La plaque nominative sur la porte du domicile d'Andreas Lubitz, copilote du vol Germanwings, à Montabaur (Allemagne). - Michael Probst/AP/SIPA

Comment procèdent-ils pour inspecter le passé d’un individu?

Les enquêteurs refont le «CV» du suspect: ils retracent méthodiquement les différentes étapes de sa vie, depuis la petite enfance, en rassemblant des témoignages de personnes qui l'ont fréquenté, des camarades de classe ou des professeurs. Des épisodes, même anciens, peuvent être révélateurs a posteriori pour comprendre la personnalité d’un individu. Le moindre témoignage peut être utile, surtout dans un cas aussi grave. Par ailleurs, on vérifie également les antécédents judiciaires, même si dans ce cas, la compagnie aérienne avait déjà dû le faire au moment du recrutement.

Les enquêteurs disposent-ils d’outils techniques particuliers?

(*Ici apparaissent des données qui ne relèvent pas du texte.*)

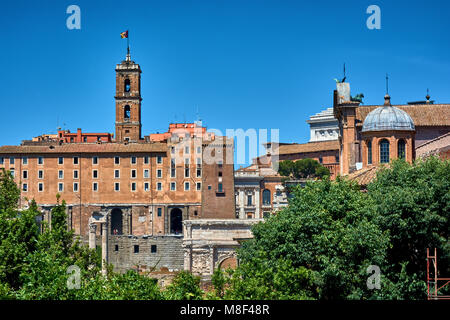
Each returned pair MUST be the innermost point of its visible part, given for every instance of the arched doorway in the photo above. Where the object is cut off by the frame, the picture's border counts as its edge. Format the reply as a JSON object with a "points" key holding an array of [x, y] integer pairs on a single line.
{"points": [[228, 263], [116, 222], [176, 221]]}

Il existe des logiciels comme ANACRIM qui servent à recouper des pistes et créer des liens, entre divers témoins par exemple. J’ignore si de tels outils seront mis en œuvre dans cette enquête, mais c’est envisageable. La gendarmerie française est très bien équipée en informatique. 

L’hypothèse de la folie n’étant pas écartée, comment les enquêteurs peuvent-ils cerner un individu déséquilibré?

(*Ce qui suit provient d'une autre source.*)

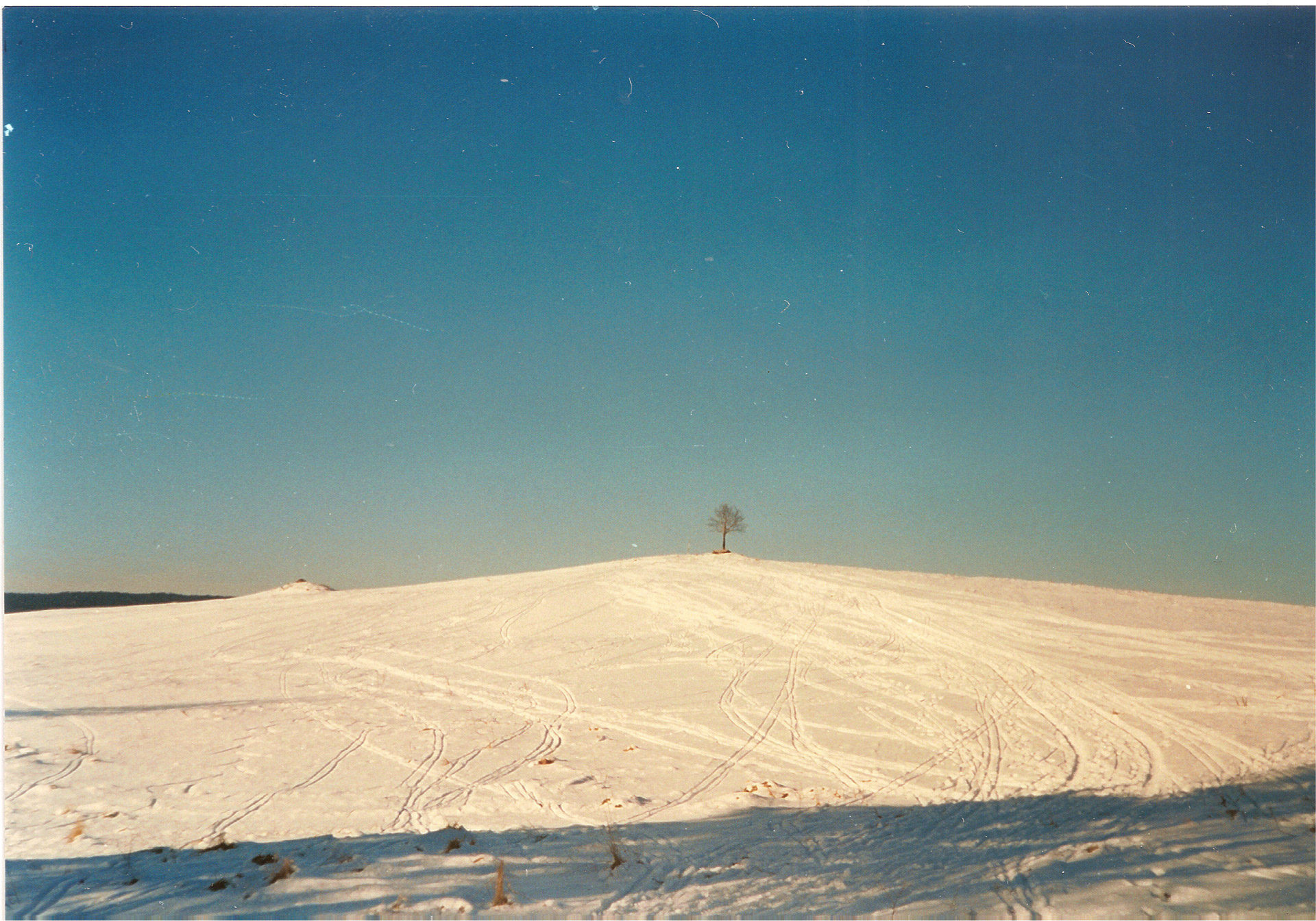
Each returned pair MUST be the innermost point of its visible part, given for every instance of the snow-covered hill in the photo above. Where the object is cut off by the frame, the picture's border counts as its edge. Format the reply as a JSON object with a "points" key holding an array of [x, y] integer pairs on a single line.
{"points": [[665, 736]]}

Si l’on est face à un cas de folie, le travail des enquêteurs sera plus complexe. Il est difficile d’établir un diagnostic psychiatrique du copilote post mortem. Néanmoins, ses proches seront sûrement soumis à des tests psychiatriques. Le personnel médical qui a pu suivre le copilote au cours de sa vie sera également sollicité par les enquêteurs.

Quelle est la part d’intuition dans une enquête comme celle-ci?

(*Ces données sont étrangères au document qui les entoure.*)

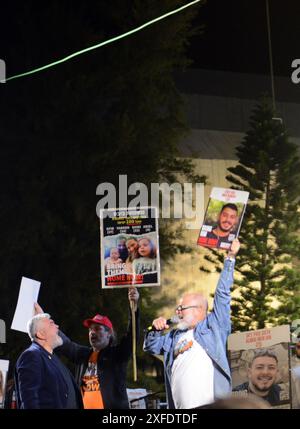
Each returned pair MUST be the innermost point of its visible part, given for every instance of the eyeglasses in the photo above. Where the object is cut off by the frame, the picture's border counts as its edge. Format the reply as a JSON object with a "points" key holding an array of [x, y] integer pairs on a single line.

Il est important de marcher aussi à l’intuition, en complément de la méthodologie, car certains individus n’ont pas un comportement rationnel. Il faut pouvoir entrer dans l’irrationnel pour arriver à les comprendre. Il est fréquent de rencontrer des personnes à la personnalité double, à la Docteur Jekyll et Mister Hyde, pour différentes raisons d’ordre psychologique ou physiologique, par exemple en cas de prise de substances. Certains témoins peuvent les décrire sous un jour très favorable, sans que cela ne les empêche d’avoir un comportement très différent dans le cadre privé.